Monday, Jul. 22, 1940
Day & Night
For a few weeks each September that cozy little strip of Long Island between Forest Hills and Old Westbury becomes a paradise for U. S. sport fans. At Forest Hills (except during war years) they may see the world's top-flight tennists, at Westbury the cream of the world's poloists, at Belmont the best U. S. thoroughbreds--and here & there, now & then, the world's greatest golfers.
This year, just a whip's crack from Westbury's famed old Meadow Brook Club, another hardy sport will bloom in September. On the site of the barren Roosevelt Raceway, into which four years ago a group of Eastern sportsmen sank $1,000,000 with the hope of bringing auto racing back to the East, another group of Eastern sportsmen has just sunk $100,000 to revive harness racing.

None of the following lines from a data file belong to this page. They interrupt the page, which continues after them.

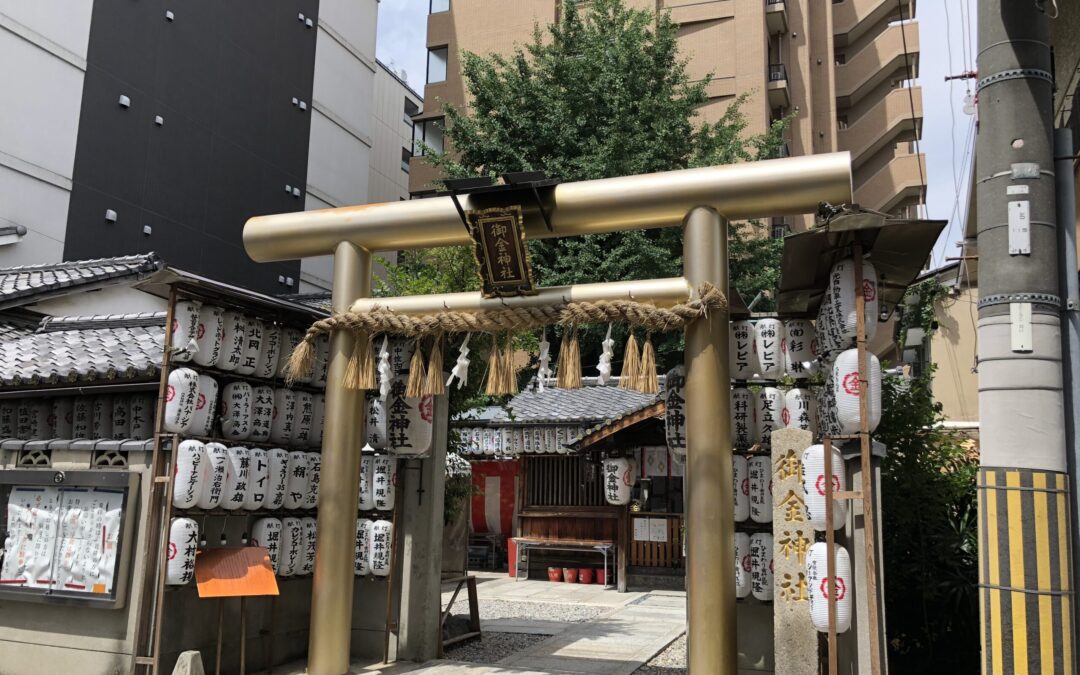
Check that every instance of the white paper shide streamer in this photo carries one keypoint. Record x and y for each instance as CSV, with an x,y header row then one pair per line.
x,y
183,542
813,485
675,412
760,552
768,342
740,480
744,565
818,586
743,361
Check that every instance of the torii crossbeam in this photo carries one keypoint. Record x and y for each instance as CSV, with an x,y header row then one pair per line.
x,y
701,200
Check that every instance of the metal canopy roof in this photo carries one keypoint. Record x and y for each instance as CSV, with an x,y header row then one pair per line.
x,y
898,248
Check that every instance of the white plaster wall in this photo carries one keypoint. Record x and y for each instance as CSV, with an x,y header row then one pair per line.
x,y
43,46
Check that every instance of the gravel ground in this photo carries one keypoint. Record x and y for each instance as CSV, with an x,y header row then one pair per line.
x,y
493,647
521,609
670,661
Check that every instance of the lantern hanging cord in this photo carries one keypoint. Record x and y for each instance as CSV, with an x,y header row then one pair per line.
x,y
383,321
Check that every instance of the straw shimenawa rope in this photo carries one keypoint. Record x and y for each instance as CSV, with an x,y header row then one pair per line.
x,y
381,320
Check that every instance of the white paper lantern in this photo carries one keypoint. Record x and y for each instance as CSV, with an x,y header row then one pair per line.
x,y
740,486
144,408
266,532
189,474
185,324
314,461
237,404
675,409
800,409
261,414
818,586
267,366
309,530
318,420
258,480
768,415
743,408
381,545
742,361
278,476
232,341
122,417
100,417
366,480
253,347
183,542
760,552
61,418
846,385
289,338
210,332
744,565
383,482
813,485
618,481
296,486
292,547
362,565
759,469
321,367
283,418
202,421
217,466
180,395
768,347
32,419
304,420
237,474
799,348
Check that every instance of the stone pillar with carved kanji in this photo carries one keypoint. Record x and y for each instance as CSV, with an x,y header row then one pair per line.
x,y
795,637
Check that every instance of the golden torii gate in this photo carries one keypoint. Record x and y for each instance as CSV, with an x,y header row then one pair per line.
x,y
703,201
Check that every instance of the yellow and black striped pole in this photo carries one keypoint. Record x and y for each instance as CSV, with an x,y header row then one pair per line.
x,y
1025,572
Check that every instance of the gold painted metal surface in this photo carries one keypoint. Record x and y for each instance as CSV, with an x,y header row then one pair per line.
x,y
752,189
710,503
328,643
660,292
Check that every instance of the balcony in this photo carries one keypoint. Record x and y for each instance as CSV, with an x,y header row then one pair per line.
x,y
889,121
852,18
896,185
775,16
778,86
877,63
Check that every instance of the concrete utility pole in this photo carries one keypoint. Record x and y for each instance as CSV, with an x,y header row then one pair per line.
x,y
1024,554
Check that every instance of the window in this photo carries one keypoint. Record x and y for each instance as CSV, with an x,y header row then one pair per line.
x,y
429,132
436,65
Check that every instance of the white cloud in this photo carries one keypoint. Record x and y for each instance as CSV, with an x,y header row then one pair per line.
x,y
402,38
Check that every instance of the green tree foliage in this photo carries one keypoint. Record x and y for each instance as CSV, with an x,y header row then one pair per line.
x,y
602,93
930,534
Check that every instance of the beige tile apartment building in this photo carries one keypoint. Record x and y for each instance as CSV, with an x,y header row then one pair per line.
x,y
845,68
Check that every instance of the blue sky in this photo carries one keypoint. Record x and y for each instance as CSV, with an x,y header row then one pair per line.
x,y
947,39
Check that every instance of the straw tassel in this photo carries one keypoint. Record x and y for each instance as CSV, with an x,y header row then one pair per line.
x,y
495,363
569,361
301,361
647,382
434,385
631,364
417,374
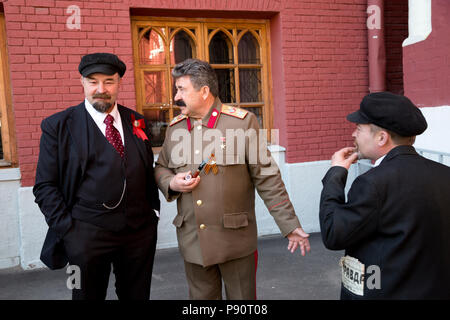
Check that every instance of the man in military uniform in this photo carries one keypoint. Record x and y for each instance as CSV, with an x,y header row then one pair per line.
x,y
216,224
395,223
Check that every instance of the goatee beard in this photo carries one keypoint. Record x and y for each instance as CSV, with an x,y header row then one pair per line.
x,y
102,106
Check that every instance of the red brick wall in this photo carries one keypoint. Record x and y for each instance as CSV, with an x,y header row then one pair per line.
x,y
326,74
426,64
320,55
396,30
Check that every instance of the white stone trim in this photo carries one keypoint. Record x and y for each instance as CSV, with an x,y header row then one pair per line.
x,y
419,21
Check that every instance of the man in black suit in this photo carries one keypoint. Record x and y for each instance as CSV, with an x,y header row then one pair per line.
x,y
395,223
96,188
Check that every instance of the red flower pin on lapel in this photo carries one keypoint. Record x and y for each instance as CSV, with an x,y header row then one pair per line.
x,y
138,125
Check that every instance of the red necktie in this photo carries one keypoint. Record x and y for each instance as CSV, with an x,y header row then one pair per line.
x,y
113,135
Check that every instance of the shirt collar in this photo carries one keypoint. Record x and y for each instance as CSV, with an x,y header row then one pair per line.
x,y
377,163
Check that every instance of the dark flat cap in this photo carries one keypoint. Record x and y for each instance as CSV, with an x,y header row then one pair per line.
x,y
392,112
106,63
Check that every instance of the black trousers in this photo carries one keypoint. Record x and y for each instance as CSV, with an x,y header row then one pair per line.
x,y
130,252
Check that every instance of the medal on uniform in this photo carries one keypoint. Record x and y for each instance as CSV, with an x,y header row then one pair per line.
x,y
211,165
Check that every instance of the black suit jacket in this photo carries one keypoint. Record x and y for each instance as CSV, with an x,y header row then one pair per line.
x,y
396,217
61,167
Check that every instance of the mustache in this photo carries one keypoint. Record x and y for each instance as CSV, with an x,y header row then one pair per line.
x,y
101,96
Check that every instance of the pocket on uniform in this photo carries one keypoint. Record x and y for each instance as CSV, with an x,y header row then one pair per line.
x,y
235,220
178,221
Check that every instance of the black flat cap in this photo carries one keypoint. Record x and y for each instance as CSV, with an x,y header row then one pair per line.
x,y
106,63
392,112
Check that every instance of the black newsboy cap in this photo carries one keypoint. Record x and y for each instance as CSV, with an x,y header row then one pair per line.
x,y
106,63
392,112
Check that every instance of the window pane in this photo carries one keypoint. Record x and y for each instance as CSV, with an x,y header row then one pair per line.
x,y
159,120
220,49
226,85
151,48
258,112
181,48
248,49
250,85
155,87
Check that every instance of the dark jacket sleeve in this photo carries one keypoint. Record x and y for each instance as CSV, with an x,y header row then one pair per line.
x,y
342,223
47,188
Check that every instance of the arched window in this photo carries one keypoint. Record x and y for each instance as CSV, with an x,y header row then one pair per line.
x,y
238,52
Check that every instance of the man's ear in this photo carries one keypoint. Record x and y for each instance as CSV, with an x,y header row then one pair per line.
x,y
205,92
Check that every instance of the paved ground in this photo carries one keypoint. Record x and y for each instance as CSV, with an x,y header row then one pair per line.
x,y
281,276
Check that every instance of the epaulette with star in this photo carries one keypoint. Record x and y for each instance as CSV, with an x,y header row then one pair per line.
x,y
234,111
177,119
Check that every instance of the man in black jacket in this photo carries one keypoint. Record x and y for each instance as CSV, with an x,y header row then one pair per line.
x,y
395,223
96,188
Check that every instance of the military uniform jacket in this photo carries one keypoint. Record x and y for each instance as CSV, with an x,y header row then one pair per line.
x,y
397,217
216,221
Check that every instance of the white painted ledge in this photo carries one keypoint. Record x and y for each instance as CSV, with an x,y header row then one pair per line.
x,y
419,21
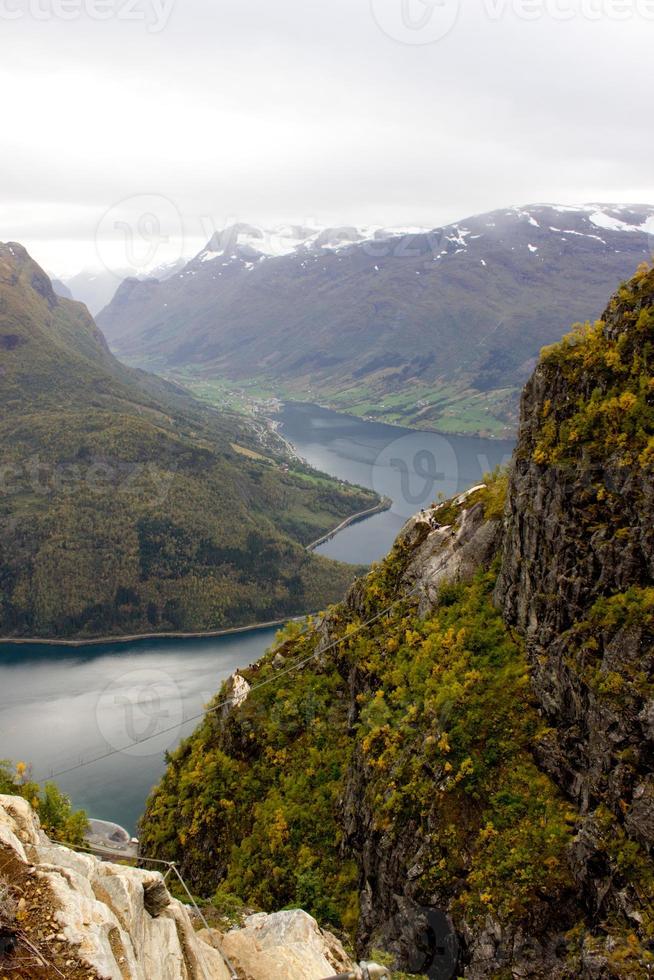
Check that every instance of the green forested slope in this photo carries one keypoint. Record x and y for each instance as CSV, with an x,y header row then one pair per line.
x,y
471,732
124,504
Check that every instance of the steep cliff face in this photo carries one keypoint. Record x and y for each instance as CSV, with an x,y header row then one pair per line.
x,y
576,579
66,914
462,749
82,919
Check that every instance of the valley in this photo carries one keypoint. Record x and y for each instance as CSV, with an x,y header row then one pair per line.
x,y
316,315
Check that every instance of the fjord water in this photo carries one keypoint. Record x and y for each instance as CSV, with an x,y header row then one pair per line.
x,y
60,706
411,468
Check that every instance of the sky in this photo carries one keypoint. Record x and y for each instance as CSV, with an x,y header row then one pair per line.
x,y
132,129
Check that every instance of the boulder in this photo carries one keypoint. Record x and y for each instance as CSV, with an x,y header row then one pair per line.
x,y
99,911
285,946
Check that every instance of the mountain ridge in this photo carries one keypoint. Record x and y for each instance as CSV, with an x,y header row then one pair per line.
x,y
437,329
477,714
126,506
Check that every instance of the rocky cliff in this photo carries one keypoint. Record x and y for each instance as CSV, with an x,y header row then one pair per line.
x,y
455,764
66,914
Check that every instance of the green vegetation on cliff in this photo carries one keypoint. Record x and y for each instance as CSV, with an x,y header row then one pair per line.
x,y
471,730
125,505
611,372
436,716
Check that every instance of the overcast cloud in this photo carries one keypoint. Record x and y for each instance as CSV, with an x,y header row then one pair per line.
x,y
390,112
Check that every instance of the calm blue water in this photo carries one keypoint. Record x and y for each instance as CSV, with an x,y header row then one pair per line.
x,y
411,468
59,705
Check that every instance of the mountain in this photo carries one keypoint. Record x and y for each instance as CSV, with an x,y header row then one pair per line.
x,y
457,762
126,505
437,328
61,289
97,287
94,287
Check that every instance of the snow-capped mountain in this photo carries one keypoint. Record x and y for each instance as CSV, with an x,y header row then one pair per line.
x,y
96,286
250,243
408,325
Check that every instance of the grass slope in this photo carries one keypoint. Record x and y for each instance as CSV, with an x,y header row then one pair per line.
x,y
125,505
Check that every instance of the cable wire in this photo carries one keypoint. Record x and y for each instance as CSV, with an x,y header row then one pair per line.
x,y
228,701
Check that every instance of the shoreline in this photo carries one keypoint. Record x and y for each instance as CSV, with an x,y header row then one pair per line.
x,y
379,508
384,504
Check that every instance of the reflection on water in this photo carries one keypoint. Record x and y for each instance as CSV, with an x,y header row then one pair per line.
x,y
59,706
411,468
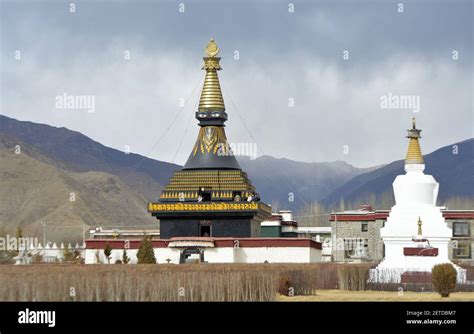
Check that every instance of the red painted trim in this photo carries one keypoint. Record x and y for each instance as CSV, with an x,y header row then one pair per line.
x,y
383,215
416,277
218,242
120,243
456,215
418,251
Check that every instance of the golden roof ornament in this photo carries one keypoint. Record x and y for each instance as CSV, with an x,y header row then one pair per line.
x,y
211,96
414,155
212,49
420,233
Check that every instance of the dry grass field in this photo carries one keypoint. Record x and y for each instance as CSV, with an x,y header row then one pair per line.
x,y
200,282
378,296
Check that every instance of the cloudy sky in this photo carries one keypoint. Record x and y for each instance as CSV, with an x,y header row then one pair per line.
x,y
141,59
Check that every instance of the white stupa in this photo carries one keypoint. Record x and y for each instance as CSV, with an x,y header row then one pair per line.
x,y
415,235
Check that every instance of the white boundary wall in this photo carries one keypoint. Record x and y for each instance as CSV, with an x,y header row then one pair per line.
x,y
219,255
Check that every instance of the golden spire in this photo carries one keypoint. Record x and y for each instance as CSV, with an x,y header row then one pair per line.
x,y
211,96
420,233
414,155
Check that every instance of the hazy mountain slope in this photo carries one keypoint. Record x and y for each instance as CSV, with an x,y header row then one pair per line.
x,y
275,179
34,191
76,152
454,172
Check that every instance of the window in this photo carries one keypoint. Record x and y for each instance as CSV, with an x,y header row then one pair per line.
x,y
463,251
356,248
461,229
365,227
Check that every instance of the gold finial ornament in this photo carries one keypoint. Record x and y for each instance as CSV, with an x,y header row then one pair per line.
x,y
420,233
414,155
211,95
212,49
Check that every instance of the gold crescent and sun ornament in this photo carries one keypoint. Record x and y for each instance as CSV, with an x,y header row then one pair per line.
x,y
212,49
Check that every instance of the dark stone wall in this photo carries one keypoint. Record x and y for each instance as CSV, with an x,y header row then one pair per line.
x,y
221,227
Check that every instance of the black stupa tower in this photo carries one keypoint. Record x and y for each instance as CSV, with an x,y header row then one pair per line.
x,y
211,196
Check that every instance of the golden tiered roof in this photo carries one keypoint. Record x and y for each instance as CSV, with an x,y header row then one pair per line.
x,y
186,185
211,96
414,155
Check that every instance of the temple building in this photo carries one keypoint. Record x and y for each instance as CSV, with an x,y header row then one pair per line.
x,y
416,236
210,196
210,211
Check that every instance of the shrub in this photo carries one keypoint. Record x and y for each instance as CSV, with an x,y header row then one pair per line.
x,y
284,285
353,277
145,253
125,258
444,277
107,251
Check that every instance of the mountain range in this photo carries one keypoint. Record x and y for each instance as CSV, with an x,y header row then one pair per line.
x,y
112,188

To attract customers to their 30-day meet, they will do away with scoring, the timehonored, time-wasting method of starting,* and substitute the recently invented McNamara starting gate in which drivers, separated by dangling ropes, are given 15 seconds to jockey for position and cross the line. The promoters will also do away with the equally hallowed custom of heat racing (two out of three heats to decide the winner instead of one race). They will lay out a half-mile track, popular with railbirds because the horses pass the grandstand twice, and install an electric tote board and apparatus for camera finishes. Besides these innovations, Roosevelt's races will be run at night, under spotlights.
Night harness racing is nothing new. In Ohio, where there are more "twice arounds" (half-mile tracks) than anywhere else in the world, trotters have raced under lights for more than a decade. Well aware that "bosses" run as well if not better in the cool of the evening (several world's records have been broken at Toledo), the country's leading stable owners last week were willing to trust their pets to a track sanctioned by their fellow owner, Socialite Elbridge T. Gerry, Chairman of New York's Harness Racing Commission, and backed by such upright citizens as Socialites Robert G. Johnson, J. Averell Clark, William G. Curran.
This September, Manhattan sport fans may see Greyhound and other top-notch trotters on their fabulous neighboring island.
* In which horses parade up the track in double file, turn and trot (or pace) down to the starting line in their lot-drawn post positions. Sometimes they make ten or 15 false starts before they all go over the line "on their gait" (without breaking stride).